Isn’t it ironic that the global icon most often associated with the death of small and family businesses might also be the business to lead the way for a next generation of businesses to model their sustainability after? Wal-Mart, a family business with very humble beginnings, is experiencing its own transition of leadership and business practices. A new logo, a new strategy and a sustained initiative towards making the business more green, more accepted and at the same time profitable. Wal-Mart remains profitable. “Along with McDonald’s Corp, it was one of only two companies in the Dow Jones industrial average whose share price rose last year” reports a recent article in the New York Times (http://twurl.nl/nall52). CEO H. Lee Scott, who is retiring this month, began pushing the sustainability program in 2005, but much of the change has occurred thanks to small groups of employees on the inside. Change may be slow, but given their size, Wal-Mart can demand much of their suppliers and supply chain.
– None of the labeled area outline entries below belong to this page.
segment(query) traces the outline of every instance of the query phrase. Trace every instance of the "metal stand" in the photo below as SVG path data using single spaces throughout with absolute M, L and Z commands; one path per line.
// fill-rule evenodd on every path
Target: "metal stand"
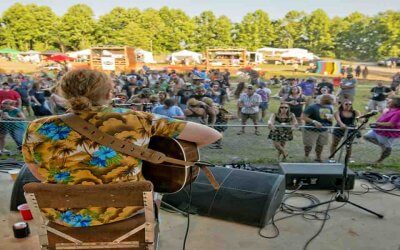
M 318 207 L 324 204 L 328 204 L 328 203 L 332 203 L 332 202 L 345 202 L 347 204 L 353 205 L 355 207 L 358 207 L 359 209 L 362 209 L 368 213 L 371 213 L 373 215 L 376 215 L 378 218 L 382 219 L 383 215 L 382 214 L 378 214 L 366 207 L 360 206 L 356 203 L 353 203 L 349 200 L 349 197 L 344 193 L 345 187 L 346 187 L 346 183 L 347 183 L 347 168 L 348 168 L 348 161 L 349 161 L 349 149 L 353 143 L 354 137 L 355 135 L 360 131 L 360 129 L 368 122 L 368 118 L 365 118 L 364 121 L 361 123 L 361 125 L 359 125 L 356 129 L 354 129 L 348 136 L 347 138 L 339 145 L 339 147 L 335 150 L 335 152 L 333 152 L 331 154 L 331 156 L 329 156 L 329 158 L 333 158 L 335 156 L 335 154 L 346 145 L 346 156 L 344 158 L 344 168 L 343 168 L 343 175 L 342 175 L 342 186 L 340 188 L 340 190 L 338 190 L 336 192 L 335 197 L 332 200 L 329 201 L 324 201 L 318 204 L 314 204 L 311 206 L 307 206 L 307 207 L 303 207 L 303 210 L 310 210 L 314 207 Z

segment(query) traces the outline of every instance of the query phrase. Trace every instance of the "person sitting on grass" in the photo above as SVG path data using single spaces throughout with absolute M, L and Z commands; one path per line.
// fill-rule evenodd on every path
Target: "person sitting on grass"
M 290 107 L 286 103 L 281 103 L 278 112 L 272 114 L 268 121 L 268 128 L 271 132 L 268 139 L 274 143 L 278 150 L 278 161 L 282 156 L 282 161 L 285 161 L 289 153 L 285 150 L 286 142 L 293 140 L 292 126 L 298 126 L 296 116 L 290 112 Z

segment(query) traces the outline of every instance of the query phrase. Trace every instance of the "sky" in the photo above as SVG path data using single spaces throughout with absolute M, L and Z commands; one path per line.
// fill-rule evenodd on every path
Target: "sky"
M 318 8 L 330 17 L 346 16 L 355 11 L 374 15 L 386 10 L 400 10 L 400 0 L 0 0 L 0 13 L 17 2 L 47 5 L 57 15 L 64 14 L 71 5 L 84 3 L 93 9 L 97 17 L 118 6 L 139 9 L 167 6 L 182 9 L 190 16 L 212 10 L 216 15 L 226 15 L 234 22 L 239 22 L 246 13 L 257 9 L 266 11 L 272 19 L 281 18 L 290 10 L 309 13 Z

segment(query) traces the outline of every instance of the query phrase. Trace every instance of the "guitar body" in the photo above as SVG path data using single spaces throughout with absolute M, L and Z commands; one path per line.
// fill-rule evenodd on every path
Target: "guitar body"
M 162 136 L 150 138 L 149 148 L 164 153 L 168 157 L 195 162 L 200 158 L 197 145 L 193 142 L 177 140 Z M 159 193 L 176 193 L 186 185 L 194 182 L 199 175 L 200 168 L 175 165 L 168 162 L 154 164 L 148 161 L 142 163 L 143 177 L 151 181 L 154 191 Z

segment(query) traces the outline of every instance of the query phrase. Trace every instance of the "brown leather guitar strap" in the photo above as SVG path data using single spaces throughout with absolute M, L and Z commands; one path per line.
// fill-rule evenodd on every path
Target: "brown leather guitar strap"
M 92 140 L 100 145 L 110 147 L 119 153 L 133 156 L 135 158 L 142 159 L 142 160 L 154 163 L 154 164 L 160 164 L 163 162 L 169 162 L 169 163 L 172 163 L 175 165 L 181 165 L 181 166 L 194 166 L 196 164 L 195 162 L 188 162 L 188 161 L 183 161 L 183 160 L 167 157 L 164 153 L 161 153 L 161 152 L 149 149 L 149 148 L 137 146 L 131 142 L 127 142 L 127 141 L 115 138 L 112 135 L 109 135 L 107 133 L 100 131 L 93 124 L 85 121 L 84 119 L 80 118 L 78 115 L 75 115 L 73 113 L 60 115 L 59 117 L 64 123 L 66 123 L 68 126 L 70 126 L 73 130 L 75 130 L 79 134 L 89 138 L 90 140 Z M 219 184 L 215 180 L 215 177 L 211 173 L 211 171 L 208 168 L 206 168 L 204 165 L 201 165 L 201 164 L 198 164 L 198 165 L 206 174 L 211 185 L 213 185 L 213 187 L 215 189 L 218 189 Z

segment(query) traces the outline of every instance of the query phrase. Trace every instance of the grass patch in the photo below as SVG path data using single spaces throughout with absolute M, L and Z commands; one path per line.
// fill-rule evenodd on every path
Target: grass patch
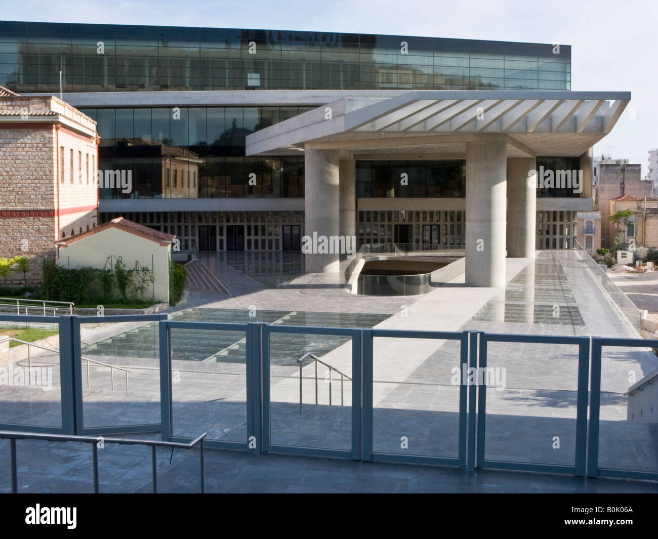
M 3 329 L 0 328 L 0 336 L 7 336 L 13 337 L 14 339 L 20 339 L 26 342 L 34 342 L 40 339 L 45 339 L 46 337 L 51 337 L 59 333 L 57 330 L 43 330 L 36 328 L 28 328 L 28 329 Z M 20 342 L 9 342 L 9 347 L 13 348 L 14 346 L 20 346 Z
M 153 301 L 137 301 L 132 303 L 103 303 L 105 309 L 145 309 L 147 307 L 156 305 L 159 301 L 155 303 Z M 82 303 L 76 304 L 76 309 L 96 309 L 98 303 Z

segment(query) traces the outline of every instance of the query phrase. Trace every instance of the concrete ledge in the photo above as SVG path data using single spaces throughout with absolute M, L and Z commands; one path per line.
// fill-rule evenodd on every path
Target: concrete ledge
M 156 303 L 144 309 L 106 309 L 106 316 L 110 315 L 153 315 L 169 308 L 169 304 L 166 303 Z M 81 316 L 95 317 L 98 315 L 97 309 L 76 309 L 76 314 Z
M 432 273 L 432 284 L 445 284 L 466 272 L 466 258 L 462 257 Z

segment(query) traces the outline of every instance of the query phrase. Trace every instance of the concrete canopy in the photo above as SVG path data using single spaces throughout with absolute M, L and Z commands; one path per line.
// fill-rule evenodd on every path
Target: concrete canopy
M 463 159 L 467 142 L 495 134 L 506 138 L 509 157 L 577 157 L 610 132 L 630 100 L 630 92 L 374 92 L 248 135 L 246 153 L 299 155 L 307 146 L 358 159 Z

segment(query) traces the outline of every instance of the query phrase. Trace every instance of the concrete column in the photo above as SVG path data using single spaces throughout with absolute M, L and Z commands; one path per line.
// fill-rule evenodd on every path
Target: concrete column
M 466 144 L 466 284 L 505 285 L 507 148 L 503 138 Z
M 307 147 L 304 151 L 304 238 L 309 273 L 338 272 L 340 254 L 328 253 L 330 236 L 340 235 L 338 151 Z M 323 241 L 323 238 L 325 238 Z M 304 240 L 309 241 L 305 242 Z M 335 251 L 334 245 L 331 249 Z
M 507 159 L 507 256 L 534 258 L 536 245 L 536 183 L 528 172 L 537 168 L 534 157 Z
M 580 156 L 580 170 L 582 170 L 582 192 L 580 196 L 594 198 L 594 188 L 592 181 L 594 179 L 594 149 L 590 148 Z
M 357 163 L 354 159 L 338 162 L 338 197 L 340 206 L 340 235 L 351 238 L 357 235 Z

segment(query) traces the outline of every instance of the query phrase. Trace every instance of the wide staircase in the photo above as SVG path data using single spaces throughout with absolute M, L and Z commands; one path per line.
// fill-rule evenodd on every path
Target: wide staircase
M 251 316 L 250 316 L 251 315 Z M 266 324 L 324 327 L 372 327 L 390 315 L 194 308 L 176 313 L 172 320 L 194 322 Z M 272 365 L 293 365 L 301 355 L 318 357 L 349 341 L 333 335 L 273 334 L 270 339 Z M 172 359 L 244 363 L 246 342 L 241 332 L 172 328 Z M 83 347 L 86 355 L 155 359 L 159 357 L 157 322 L 145 324 Z

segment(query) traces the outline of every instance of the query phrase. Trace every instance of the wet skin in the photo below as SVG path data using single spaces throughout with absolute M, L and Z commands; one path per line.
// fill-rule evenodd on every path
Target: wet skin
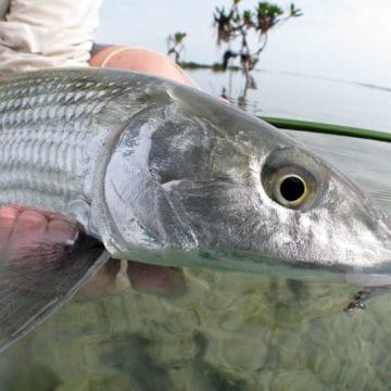
M 108 48 L 96 53 L 90 65 L 102 66 Z M 125 68 L 169 78 L 192 86 L 192 81 L 172 61 L 156 52 L 129 48 L 111 58 L 104 66 Z M 64 217 L 33 207 L 5 205 L 0 207 L 0 255 L 14 257 L 21 247 L 34 248 L 42 242 L 67 243 L 75 240 L 78 228 Z M 163 297 L 178 297 L 186 292 L 181 268 L 144 265 L 138 262 L 110 260 L 98 274 L 81 288 L 76 297 L 91 300 L 116 294 L 129 286 L 137 291 Z
M 77 235 L 77 227 L 61 215 L 17 205 L 0 209 L 2 256 L 14 256 L 22 247 L 34 249 L 42 242 L 72 243 Z M 130 285 L 140 292 L 163 297 L 178 297 L 186 292 L 180 268 L 111 260 L 79 291 L 77 299 L 91 300 L 104 294 L 116 294 Z

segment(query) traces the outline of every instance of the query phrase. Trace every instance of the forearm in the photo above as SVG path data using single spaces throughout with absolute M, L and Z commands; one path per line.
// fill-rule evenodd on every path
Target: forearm
M 0 21 L 0 71 L 88 65 L 101 3 L 11 0 Z

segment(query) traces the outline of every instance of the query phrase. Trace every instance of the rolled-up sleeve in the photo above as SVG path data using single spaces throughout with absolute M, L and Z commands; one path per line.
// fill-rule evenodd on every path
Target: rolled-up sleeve
M 0 0 L 0 12 L 4 3 L 0 71 L 88 65 L 102 0 Z

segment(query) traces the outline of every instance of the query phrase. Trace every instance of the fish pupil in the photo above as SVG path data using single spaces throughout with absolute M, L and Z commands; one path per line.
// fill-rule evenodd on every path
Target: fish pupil
M 297 176 L 289 176 L 280 184 L 280 193 L 289 202 L 299 200 L 305 192 L 303 180 Z

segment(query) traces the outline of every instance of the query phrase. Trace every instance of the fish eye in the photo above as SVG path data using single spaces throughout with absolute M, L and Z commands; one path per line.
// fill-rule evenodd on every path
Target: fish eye
M 273 201 L 303 212 L 312 209 L 325 191 L 316 163 L 308 156 L 292 156 L 287 150 L 276 151 L 266 160 L 261 180 Z
M 279 179 L 276 192 L 281 203 L 299 202 L 306 192 L 305 181 L 299 175 L 286 175 Z

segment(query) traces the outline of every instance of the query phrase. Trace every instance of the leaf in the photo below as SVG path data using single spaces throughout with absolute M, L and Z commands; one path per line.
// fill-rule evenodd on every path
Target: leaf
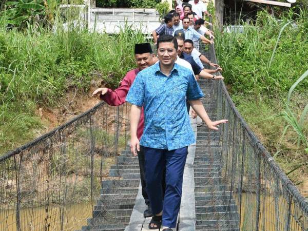
M 307 112 L 308 112 L 308 104 L 306 105 L 303 112 L 302 112 L 302 114 L 299 118 L 299 125 L 301 127 L 304 126 L 304 120 L 306 117 L 306 115 L 307 114 Z
M 36 3 L 23 3 L 18 5 L 21 9 L 32 9 L 33 10 L 43 10 L 45 7 Z
M 14 14 L 17 12 L 16 8 L 10 9 L 9 10 L 4 10 L 2 12 L 0 12 L 0 15 L 7 15 L 10 16 L 12 14 Z
M 14 21 L 20 22 L 27 20 L 29 18 L 29 16 L 27 15 L 20 16 L 19 17 L 17 17 L 16 18 L 14 18 Z
M 300 78 L 299 78 L 296 81 L 296 82 L 295 83 L 294 83 L 293 84 L 293 85 L 291 86 L 291 87 L 290 88 L 290 89 L 289 90 L 289 92 L 287 93 L 287 102 L 288 102 L 288 103 L 290 101 L 290 98 L 291 97 L 291 94 L 292 93 L 293 90 L 294 90 L 294 88 L 295 88 L 296 86 L 297 86 L 297 85 L 299 83 L 300 83 L 300 82 L 302 80 L 303 80 L 304 79 L 305 79 L 306 77 L 307 77 L 307 76 L 308 76 L 308 70 L 307 70 L 305 72 L 305 73 L 304 73 Z
M 5 4 L 7 6 L 14 6 L 15 5 L 18 4 L 19 2 L 7 2 Z
M 291 172 L 293 172 L 293 171 L 295 171 L 296 169 L 298 169 L 298 168 L 300 168 L 301 166 L 304 166 L 304 165 L 306 165 L 307 164 L 308 164 L 308 162 L 306 162 L 306 163 L 304 163 L 303 164 L 301 164 L 299 165 L 298 165 L 296 167 L 295 167 L 295 168 L 294 168 L 293 169 L 292 169 L 291 171 L 290 171 L 288 172 L 287 172 L 285 175 L 286 176 L 287 176 L 290 174 L 291 174 Z

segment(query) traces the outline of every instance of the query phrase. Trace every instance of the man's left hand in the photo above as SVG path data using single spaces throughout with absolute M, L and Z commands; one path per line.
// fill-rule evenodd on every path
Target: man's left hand
M 216 64 L 216 63 L 212 63 L 211 62 L 210 62 L 208 64 L 208 65 L 209 66 L 211 66 L 212 67 L 220 67 L 220 66 L 219 66 L 218 64 Z M 222 71 L 222 69 L 221 70 Z
M 210 124 L 207 124 L 208 128 L 212 130 L 218 130 L 217 127 L 220 124 L 225 124 L 228 122 L 228 120 L 220 120 L 217 121 L 211 121 Z

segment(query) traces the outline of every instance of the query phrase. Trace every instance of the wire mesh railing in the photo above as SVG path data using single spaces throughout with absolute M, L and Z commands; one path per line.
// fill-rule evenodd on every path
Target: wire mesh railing
M 216 61 L 213 46 L 207 54 Z M 219 132 L 198 128 L 196 229 L 307 231 L 308 202 L 246 125 L 223 82 L 200 85 L 210 117 L 229 122 Z M 0 230 L 125 227 L 139 182 L 138 159 L 127 148 L 128 114 L 126 104 L 101 102 L 0 157 Z
M 121 177 L 109 172 L 126 150 L 128 110 L 126 104 L 101 102 L 0 157 L 0 230 L 71 230 L 86 225 L 101 191 L 119 187 Z M 111 197 L 103 206 L 116 204 Z
M 217 62 L 214 46 L 206 54 Z M 205 107 L 216 105 L 210 113 L 228 123 L 219 132 L 198 129 L 195 161 L 205 168 L 195 171 L 197 229 L 308 230 L 307 199 L 248 126 L 224 83 L 209 84 Z M 206 181 L 199 179 L 203 172 Z

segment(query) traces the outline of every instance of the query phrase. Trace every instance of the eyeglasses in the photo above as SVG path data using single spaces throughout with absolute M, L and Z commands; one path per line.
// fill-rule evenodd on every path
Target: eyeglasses
M 167 51 L 167 53 L 170 54 L 172 53 L 172 52 L 174 51 L 174 50 L 172 49 L 167 49 L 166 50 L 165 50 L 164 49 L 160 49 L 158 50 L 159 53 L 161 54 L 164 54 L 166 51 Z

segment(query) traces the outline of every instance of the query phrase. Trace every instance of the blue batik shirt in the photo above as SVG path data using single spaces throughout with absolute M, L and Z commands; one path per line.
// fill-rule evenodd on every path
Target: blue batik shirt
M 186 99 L 203 97 L 191 71 L 175 64 L 167 76 L 159 63 L 140 71 L 126 101 L 143 105 L 145 124 L 140 145 L 174 150 L 196 142 L 186 109 Z

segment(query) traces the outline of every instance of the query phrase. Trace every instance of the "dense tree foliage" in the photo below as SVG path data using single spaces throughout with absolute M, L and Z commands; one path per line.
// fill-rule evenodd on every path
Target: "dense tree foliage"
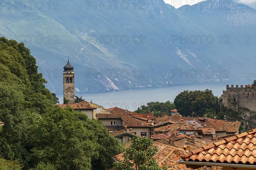
M 188 91 L 180 93 L 174 104 L 178 112 L 183 115 L 203 116 L 218 112 L 219 101 L 211 90 Z
M 21 170 L 22 166 L 17 162 L 8 161 L 0 158 L 0 170 Z
M 56 108 L 58 99 L 45 88 L 46 81 L 24 44 L 0 38 L 0 120 L 5 122 L 0 131 L 0 167 L 111 167 L 111 156 L 122 151 L 122 145 L 99 121 L 70 108 Z
M 256 86 L 256 80 L 253 80 L 253 86 Z
M 158 150 L 152 140 L 135 136 L 124 154 L 124 161 L 115 162 L 114 166 L 116 170 L 161 170 L 162 169 L 153 157 Z
M 84 101 L 84 99 L 82 99 L 82 96 L 79 97 L 78 96 L 75 96 L 75 103 L 78 103 L 79 102 Z
M 135 112 L 139 113 L 146 113 L 148 110 L 154 113 L 155 116 L 161 116 L 163 113 L 167 115 L 171 115 L 171 110 L 175 108 L 174 103 L 169 101 L 165 102 L 153 102 L 147 103 L 147 105 L 143 105 L 140 106 L 140 108 L 138 108 L 138 109 L 135 111 Z

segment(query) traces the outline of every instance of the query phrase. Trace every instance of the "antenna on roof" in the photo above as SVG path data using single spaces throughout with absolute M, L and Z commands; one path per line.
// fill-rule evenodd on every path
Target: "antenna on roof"
M 250 130 L 250 127 L 249 127 L 249 123 L 247 122 L 246 122 L 246 125 L 247 125 L 247 126 L 248 127 L 248 130 Z

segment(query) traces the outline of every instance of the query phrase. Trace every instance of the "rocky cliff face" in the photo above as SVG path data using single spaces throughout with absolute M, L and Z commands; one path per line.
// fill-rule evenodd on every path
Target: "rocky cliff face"
M 69 56 L 76 91 L 255 77 L 255 10 L 233 1 L 178 9 L 163 0 L 8 2 L 0 35 L 24 42 L 52 91 L 62 91 Z

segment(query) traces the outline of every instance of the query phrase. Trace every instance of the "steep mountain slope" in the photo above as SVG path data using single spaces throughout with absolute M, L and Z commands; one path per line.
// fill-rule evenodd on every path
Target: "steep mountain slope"
M 17 35 L 18 41 L 22 35 L 27 38 L 25 44 L 54 91 L 62 91 L 68 56 L 80 91 L 255 77 L 254 9 L 231 0 L 179 9 L 163 0 L 118 1 L 111 6 L 111 1 L 95 2 L 51 1 L 50 8 L 45 2 L 41 9 L 4 6 L 0 34 Z M 31 42 L 29 35 L 34 35 Z M 35 40 L 39 35 L 41 43 L 40 37 Z

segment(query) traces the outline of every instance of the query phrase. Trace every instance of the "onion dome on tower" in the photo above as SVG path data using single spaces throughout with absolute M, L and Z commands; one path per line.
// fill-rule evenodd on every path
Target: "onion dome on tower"
M 73 69 L 74 67 L 71 65 L 69 62 L 69 60 L 67 62 L 67 63 L 64 67 L 64 71 L 74 71 Z

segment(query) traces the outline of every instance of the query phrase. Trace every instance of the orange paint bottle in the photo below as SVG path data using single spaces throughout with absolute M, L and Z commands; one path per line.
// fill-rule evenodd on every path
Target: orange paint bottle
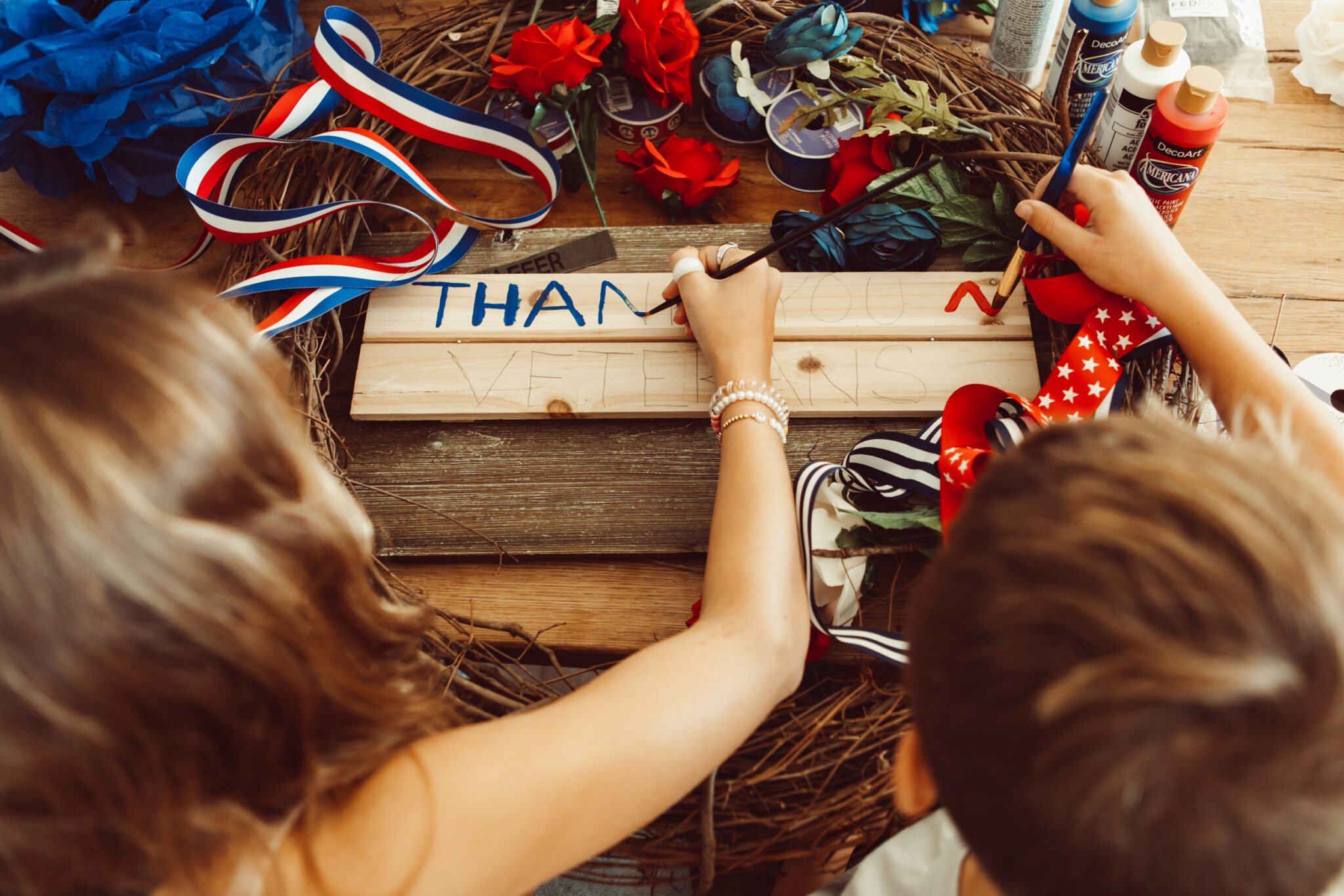
M 1218 132 L 1227 121 L 1223 77 L 1195 66 L 1184 81 L 1163 87 L 1153 105 L 1148 133 L 1129 175 L 1144 188 L 1167 226 L 1176 223 L 1195 188 Z

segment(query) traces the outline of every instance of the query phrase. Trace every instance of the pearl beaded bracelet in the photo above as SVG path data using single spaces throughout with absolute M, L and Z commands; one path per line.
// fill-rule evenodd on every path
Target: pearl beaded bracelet
M 789 424 L 789 406 L 784 395 L 777 388 L 771 388 L 767 382 L 757 380 L 728 380 L 710 399 L 710 426 L 719 431 L 719 416 L 730 404 L 737 402 L 758 402 L 770 408 L 781 427 Z
M 734 423 L 737 423 L 738 420 L 755 420 L 757 423 L 765 423 L 771 430 L 774 430 L 775 435 L 780 437 L 781 445 L 789 443 L 789 431 L 784 429 L 784 424 L 781 424 L 780 420 L 774 419 L 773 416 L 766 416 L 765 411 L 755 411 L 754 414 L 738 414 L 735 416 L 730 416 L 728 419 L 723 420 L 723 424 L 719 426 L 718 430 L 715 430 L 715 435 L 719 437 L 720 442 L 723 441 L 723 434 L 727 431 L 727 429 Z

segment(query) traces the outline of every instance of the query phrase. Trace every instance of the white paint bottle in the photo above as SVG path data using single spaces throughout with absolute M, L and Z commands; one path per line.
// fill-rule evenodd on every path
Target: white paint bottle
M 1148 130 L 1157 94 L 1189 71 L 1185 27 L 1154 21 L 1148 36 L 1125 50 L 1106 107 L 1097 122 L 1097 153 L 1106 171 L 1128 171 Z
M 1068 0 L 999 0 L 985 54 L 989 67 L 1028 87 L 1040 83 Z

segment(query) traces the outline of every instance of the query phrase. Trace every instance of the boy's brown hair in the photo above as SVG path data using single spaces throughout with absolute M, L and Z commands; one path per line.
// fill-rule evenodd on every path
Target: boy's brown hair
M 910 695 L 1007 896 L 1318 896 L 1344 868 L 1344 510 L 1262 439 L 1052 427 L 919 583 Z
M 106 257 L 0 265 L 0 893 L 204 892 L 452 724 L 250 330 Z

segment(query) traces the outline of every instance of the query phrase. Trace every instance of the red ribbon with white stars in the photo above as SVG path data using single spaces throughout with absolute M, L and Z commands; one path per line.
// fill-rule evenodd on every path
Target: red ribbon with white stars
M 1028 400 L 992 386 L 964 386 L 948 399 L 938 457 L 943 532 L 995 450 L 988 424 L 1001 416 L 1005 402 L 1021 406 L 1017 419 L 1028 429 L 1103 416 L 1116 399 L 1122 361 L 1171 341 L 1141 302 L 1107 292 L 1082 273 L 1040 277 L 1047 265 L 1063 261 L 1062 255 L 1035 255 L 1024 266 L 1023 282 L 1042 313 L 1081 324 L 1036 396 Z

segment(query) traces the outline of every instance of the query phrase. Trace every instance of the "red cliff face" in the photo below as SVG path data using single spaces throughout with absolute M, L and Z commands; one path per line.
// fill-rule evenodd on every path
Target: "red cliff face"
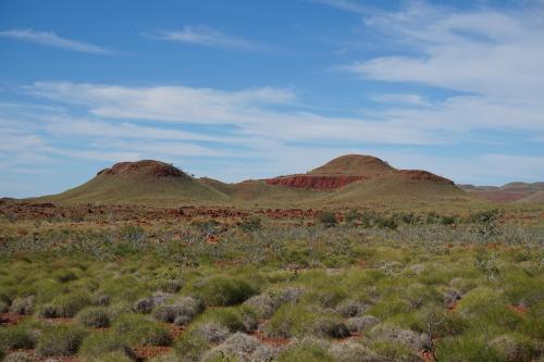
M 268 178 L 264 182 L 269 185 L 280 185 L 287 187 L 310 188 L 316 190 L 333 190 L 347 186 L 351 183 L 378 178 L 381 176 L 393 176 L 400 179 L 412 179 L 432 182 L 436 184 L 454 185 L 454 182 L 433 173 L 420 170 L 395 170 L 387 171 L 382 174 L 371 176 L 356 176 L 356 175 L 290 175 Z
M 395 171 L 394 174 L 398 174 L 399 176 L 408 179 L 429 180 L 437 184 L 455 185 L 450 179 L 422 170 L 398 170 Z
M 312 188 L 317 190 L 331 190 L 344 187 L 351 183 L 368 179 L 367 176 L 344 175 L 293 175 L 265 179 L 267 184 L 299 188 Z

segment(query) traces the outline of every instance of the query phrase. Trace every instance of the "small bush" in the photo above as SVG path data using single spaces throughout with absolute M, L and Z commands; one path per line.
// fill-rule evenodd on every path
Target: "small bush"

Wal-Mart will continue to be a challenge for small and family owned business who try to compete (see Kmart). Finding your niche and focusing on your strategy will ultimately serve any business well. A great example of this is Brady’s Power Equipment who will gladly service all that equipment that Wal-Mart and Home Depot sell but won’t dare to service.
Earlier sustainability efforts by Wal-Mart were easily dismissed as window dressing. Even with only picking the low hanging fruit at this point, Wal-Mart has begun to post profits again. A valid question at this point is will the sustainability efforts reach as far as their personnel practices as well?
Wal-Mart, far from perfect, is at least embracing transition and moving in a positive direction that could ultimately benefit our global population. The bigger test remains to be seen whether a new strategy to capture new and different customers will be successful.